Implementation:Speechbrain Speechbrain Separation Fit Batch
Appearance
| Field | Value |
|---|---|
| Implementation Name | Separation_Fit_Batch |
| API | Separation.fit_batch(self, batch) and Separation.evaluate_batch(self, batch, stage)
|
| Source | recipes/LibriMix/separation/train.py:L44 (class), L114-163 (fit_batch), L165-186 (evaluate_batch)
|
| Import | Recipe-specific, part of recipes/LibriMix/separation/train.py
|
| Type | API Doc |
| Related Principle | Principle:Speechbrain_Speechbrain_Custom_Batch_Training_For_Separation |
Purpose
The Separation class extends speechbrain.Brain to implement custom training and evaluation logic for speech separation. The fit_batch() method handles gradient clipping, nonfinite loss detection, and loss-based sample filtering. The evaluate_batch() method adds optional audio saving during the test stage.
Class Definition
class Separation(sb.Brain):
def compute_forward(self, mix, targets, stage, noise=None):
"""Forward computations from the mixture to the separated signals."""
...
def compute_objectives(self, predictions, targets):
"""Computes the si-snr loss"""
return self.hparams.loss(targets, predictions)

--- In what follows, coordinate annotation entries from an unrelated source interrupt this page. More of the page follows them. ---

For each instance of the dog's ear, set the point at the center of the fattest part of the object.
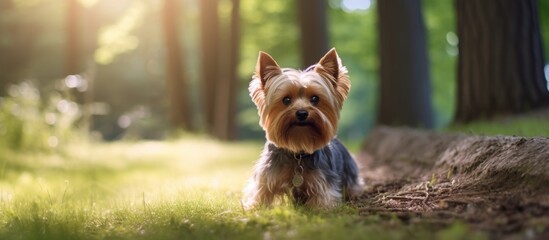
(266, 68)
(330, 64)
(330, 68)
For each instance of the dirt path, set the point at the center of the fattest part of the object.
(495, 184)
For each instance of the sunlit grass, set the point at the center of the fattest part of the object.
(181, 189)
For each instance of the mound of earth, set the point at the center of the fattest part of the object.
(498, 184)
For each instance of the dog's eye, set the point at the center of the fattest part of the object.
(286, 101)
(315, 100)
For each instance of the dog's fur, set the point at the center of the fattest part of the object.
(299, 111)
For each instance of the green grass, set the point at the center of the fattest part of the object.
(180, 189)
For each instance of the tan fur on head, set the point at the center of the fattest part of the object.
(328, 81)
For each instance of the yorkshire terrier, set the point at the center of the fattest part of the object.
(299, 111)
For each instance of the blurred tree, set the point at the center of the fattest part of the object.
(73, 50)
(179, 99)
(500, 66)
(313, 29)
(18, 37)
(227, 87)
(209, 29)
(405, 91)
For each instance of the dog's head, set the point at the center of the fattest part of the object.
(299, 110)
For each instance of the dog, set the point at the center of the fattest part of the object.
(302, 158)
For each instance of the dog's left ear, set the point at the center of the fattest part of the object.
(329, 64)
(330, 67)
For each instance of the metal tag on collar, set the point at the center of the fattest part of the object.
(297, 180)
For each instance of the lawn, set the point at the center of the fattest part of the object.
(180, 189)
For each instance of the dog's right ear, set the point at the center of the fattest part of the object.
(266, 68)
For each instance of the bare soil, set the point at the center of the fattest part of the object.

def fit_batch(self, batch):
"""Trains one batch"""
...
def evaluate_batch(self, batch, stage):
"""Computations needed for validation/test batches"""
...
fit_batch Method
Signature
def fit_batch(self, batch):
Parameters
| Parameter | Type | Description |
|---|---|---|
batch |
PaddedBatch | A batch object with attributes: mix_sig, s1_sig, s2_sig, optionally s3_sig and noise_sig
|
Inputs
| Attribute | Type | Description |
|---|---|---|
batch.mix_sig |
(Tensor, Tensor) | Mixture waveform tensor [B, T] and relative lengths [B] |
batch.s1_sig |
(Tensor, Tensor) | First speaker source and lengths |
batch.s2_sig |
(Tensor, Tensor) | Second speaker source and lengths |
batch.s3_sig |
(Tensor, Tensor) | (optional) Third speaker source and lengths |
batch.noise_sig |
(Tensor, Tensor) | (optional) Noise signal and lengths |
Output
Returns a scalar torch.Tensor (detached, on CPU) representing the mean loss for the batch.
Implementation
def fit_batch(self, batch):
# Unpacking batch list
mixture = batch.mix_sig
targets = [batch.s1_sig, batch.s2_sig]
if self.hparams.use_wham_noise:
noise = batch.noise_sig[0]
else:
noise = None
if self.hparams.num_spks == 3:
targets.append(batch.s3_sig)
with self.training_ctx:
predictions, targets = self.compute_forward(
mixture, targets, sb.Stage.TRAIN, noise
)
loss = self.compute_objectives(predictions, targets)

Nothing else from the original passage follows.